ひとつずつできるようになる

 

昨日から臨月になった。自分が妊婦という環境と、年齢的なこともあって、親戚や友人の集まり、役所や産院の教室的なもの、自分で調べる色々なこと等など、子育てについての何やかやを知る機会がぐんと増えている。

昨日は娘のおむつがまだとれなくて、という話があった。そろそろというタイミングでトイレに対しての恐怖心が芽生えてしまって、トイレが怖くてだめなのだ、ということだった。もうすっかり物心ついて色々喋れるようになっていて、本人もこれではだめという気持ちは十分にあるみたいで、春になったら頑張る!と一生懸命に言っているらしい。全然大丈夫なことだと思うのだけど、いま私たちが当たり前にしているトイレで排泄するという行為も、できないからできるへの過渡期があって、そういうことが全部ひとつずつの成長なんだ、と改めて思った。

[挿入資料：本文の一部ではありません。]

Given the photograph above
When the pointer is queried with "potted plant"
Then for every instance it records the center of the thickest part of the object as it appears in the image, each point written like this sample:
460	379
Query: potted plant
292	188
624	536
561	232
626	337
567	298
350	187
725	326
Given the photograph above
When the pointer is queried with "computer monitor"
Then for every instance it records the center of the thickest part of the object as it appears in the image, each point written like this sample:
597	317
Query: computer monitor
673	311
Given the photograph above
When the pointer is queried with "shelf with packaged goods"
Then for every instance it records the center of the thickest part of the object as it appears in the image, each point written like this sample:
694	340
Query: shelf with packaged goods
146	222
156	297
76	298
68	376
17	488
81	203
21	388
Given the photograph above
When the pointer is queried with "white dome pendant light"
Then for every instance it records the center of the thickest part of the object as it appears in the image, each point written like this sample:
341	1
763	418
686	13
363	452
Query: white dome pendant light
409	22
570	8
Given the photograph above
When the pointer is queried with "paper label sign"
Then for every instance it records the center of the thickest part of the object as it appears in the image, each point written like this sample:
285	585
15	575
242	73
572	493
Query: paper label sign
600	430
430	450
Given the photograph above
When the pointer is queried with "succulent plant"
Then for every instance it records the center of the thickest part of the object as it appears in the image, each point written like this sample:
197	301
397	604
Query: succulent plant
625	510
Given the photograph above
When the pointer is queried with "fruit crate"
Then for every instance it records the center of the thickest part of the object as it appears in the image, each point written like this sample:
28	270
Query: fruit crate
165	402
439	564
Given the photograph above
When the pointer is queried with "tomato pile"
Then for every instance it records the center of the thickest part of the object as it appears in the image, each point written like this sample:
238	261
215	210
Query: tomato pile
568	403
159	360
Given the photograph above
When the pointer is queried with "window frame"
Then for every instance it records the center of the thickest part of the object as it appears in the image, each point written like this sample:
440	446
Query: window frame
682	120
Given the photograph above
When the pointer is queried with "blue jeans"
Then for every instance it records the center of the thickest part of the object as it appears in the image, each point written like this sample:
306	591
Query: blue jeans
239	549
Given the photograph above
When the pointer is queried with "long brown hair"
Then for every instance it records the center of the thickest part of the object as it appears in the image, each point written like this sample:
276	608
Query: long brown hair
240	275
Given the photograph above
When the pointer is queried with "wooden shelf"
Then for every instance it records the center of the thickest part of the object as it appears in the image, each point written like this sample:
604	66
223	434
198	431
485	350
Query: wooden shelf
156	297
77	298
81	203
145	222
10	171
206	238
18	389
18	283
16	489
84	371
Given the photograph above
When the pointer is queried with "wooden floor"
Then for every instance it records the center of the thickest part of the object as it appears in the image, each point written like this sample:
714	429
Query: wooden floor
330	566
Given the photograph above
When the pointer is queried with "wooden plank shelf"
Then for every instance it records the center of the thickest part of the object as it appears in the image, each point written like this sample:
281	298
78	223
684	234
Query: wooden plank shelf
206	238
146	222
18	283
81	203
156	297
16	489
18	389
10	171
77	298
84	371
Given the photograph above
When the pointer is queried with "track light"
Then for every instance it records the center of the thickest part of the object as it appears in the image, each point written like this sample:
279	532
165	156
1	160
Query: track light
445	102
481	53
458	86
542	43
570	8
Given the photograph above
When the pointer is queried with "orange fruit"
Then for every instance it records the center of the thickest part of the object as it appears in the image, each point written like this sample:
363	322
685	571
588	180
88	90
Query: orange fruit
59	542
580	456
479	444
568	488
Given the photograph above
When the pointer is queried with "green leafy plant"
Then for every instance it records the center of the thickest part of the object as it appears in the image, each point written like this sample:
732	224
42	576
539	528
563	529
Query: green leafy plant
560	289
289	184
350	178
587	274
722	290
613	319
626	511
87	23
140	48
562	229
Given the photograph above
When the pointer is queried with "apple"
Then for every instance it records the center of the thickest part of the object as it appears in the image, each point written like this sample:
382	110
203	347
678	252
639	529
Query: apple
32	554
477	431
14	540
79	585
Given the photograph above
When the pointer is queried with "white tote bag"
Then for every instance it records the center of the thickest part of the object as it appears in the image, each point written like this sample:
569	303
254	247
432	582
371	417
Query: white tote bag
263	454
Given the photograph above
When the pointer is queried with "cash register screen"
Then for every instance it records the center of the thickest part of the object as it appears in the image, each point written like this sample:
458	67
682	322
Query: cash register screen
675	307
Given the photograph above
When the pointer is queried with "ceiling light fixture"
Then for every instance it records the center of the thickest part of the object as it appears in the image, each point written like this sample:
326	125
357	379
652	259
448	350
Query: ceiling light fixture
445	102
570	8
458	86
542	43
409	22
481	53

しかし考えてみれば家じゃないと大便したくない人というのはいて、うちは父と弟はそういうタイプらしい。そういえば私も義務教育か、もしくは高校生くらいまでは外でするのは嫌だったかもしれない。しかしこれ、女性に多いと思うのだけど、私の場合はお年頃以降は便秘ということのほうが問題になってきて、場所関係なくどこでもいいから出れば嬉しい、というふうに変わった。朝に家でというのがいちばんすっきり気持ちよいのですが。

で、人に生まれて、成長していくというのは、大人になった今は当たり前に思うことをひとつひとつクリアしていく感じなんだな、と思ったのだけど、でも大人になっても意外とそれって変わらないかもしれない、とも思った。

私は生理がとても重いほうで、生理痛が痛くて動けない、夜中に目が覚めて寝れない、ということがよくあった。周期もやたら早かった。何十年もずっと、というわけではないけど、北関東の結城という街で、文化財に登録されている古い社屋で働いていたときは特にそうだった。

古い建物は趣があって、そればかりは新築では作り出せない、時間しか作り出せないもので、その環境も含めて仕事は大好きだったけれど、寒いのはとにかく寒かった。建物のなかにいても隙間風、デスクワークをするのは土間になっている店舗のバックヤード、板の間の上を足袋で歩く、などなど。でもそういうものだと思っていたし、冬はそんなに長くない、わりとすぐに過ぎるものでもあって、家もエアコンが苦手なのもあって最小限の暖房で過ごしていた。運動の習慣もなかった。今思えば、知らないうちに身体がとても冷えていたんだと思う。

それが札幌に住んだら、嘘みたいに生理が軽くなった。生理痛はほぼなく、周期も安定。これは圧倒的に生活の場としての屋内が暖かかったことに起因していると思う。札幌じゃなくてもマンション、または気密性断熱性に優れた家に住めば同じ違いを感じたかもしれない。加えてジョギングも始めたことで血流がよくなって、冷え、というものが全般的に改善されたのだろう、そうなってはじめて、あんなに辛くて夜も眠れない痛みは冷えのせいだったんだと思った。

冷えているというのは、血の巡りが悪いということだ。身体の器官は、血さえ巡っていれば働くけれど、そうでないと本来持っている機能が発揮されにくくなる、というのがあって、生理痛が酷かったのは、うまく働かないところをなんとか、とその器官が頑張ってるのがそのまま痛みになってたんだなと、今は思う。これは人によって理由は様々なので誰もが当てはまることではないし、私の場合は婦人科の定期検診等では何もなくて、とにかく暖かい環境に移ったら本当に驚くほど痛みがなくなったのでそう推測しているだけなので、もしかしたら違う可能性もあるけど、でも自分のケースに限って言えば冷えのせいだったろう、とは思っている。

ただ暖かい環境で暮らす気づきがなければ、今も痛みに苦しんでいたかもしれない。これは気づいて、解決されて初めてわかることで、冷えなければ痛くない、と気づくまでにはかなり長い年月がかかった。でもこれは今までの場合についてであって、今後はまた違う理由での痛みが出てくれば、その解決、乗り越えについての時間がまた始まる。

これを私は、大人になってもやっぱりひとつひとつだな、と感じるのだけど、ただ子どもと違うのは、大人は対処すべき事象が増えるから、そのひとつひとつの比重が下がること。生理痛について書いたけれど、痛いけどそんなもんかなと思っていたのは他に解決すべきことが生活や仕事のなかにたくさんあって、そんなに大事と思えなかったことも理由だったりして、でも子どもをとなればこんなに痛くて大丈夫かなと思ったりもしつつ、大きく焦点を当てる前に解決されてたというのが実際のところで、日々はそんな感じで過ぎていく。

でも子どもだけじゃなくて大人も、ひとつひとつなんだよなと、それはきっと老人になったってそうなんだよな、と思う。